Towards Practical Adam: Non-Convexity, Convergence Theory, and Mini-Batch Acceleration

Adam is one of the most influential adaptive stochastic algorithms for training deep neural networks, which has been pointed out to be divergent even in the simple convex setting via a few simple counterexamples. Many attempts, such as decreasing an adaptive learning rate, adopting a big batch size, incorporating a temporal decorrelation technique, seeking an analogous surrogate, \textit{etc.}, have been tried to promote Adam-type algorithms to converge. In contrast with existing approaches, we introduce an alternative easy-to-check sufficient condition, which merely depends on the parameters of the base learning rate and combinations of historical second-order moments, to guarantee the global convergence of generic Adam for solving large-scale non-convex stochastic optimization.

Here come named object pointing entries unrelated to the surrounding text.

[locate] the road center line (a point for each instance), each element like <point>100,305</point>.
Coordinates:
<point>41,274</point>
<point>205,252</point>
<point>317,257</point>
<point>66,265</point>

This observation, coupled with this sufficient condition, gives much deeper interpretations on the divergence of Adam. On the other hand, in practice, mini-Adam and distributed-Adam are widely used without any theoretical guarantee. We further give an analysis on how the batch size or the number of nodes in the distributed system affects the convergence of Adam, which theoretically shows that mini-batch and distributed Adam can be linearly accelerated by using a larger mini-batch size or a larger number of nodes.At last, we apply the generic Adam and mini-batch Adam with the sufficient condition for solving the counterexample and training several neural networks on various real-world datasets. Experimental results are exactly in accord with our theoretical analysis.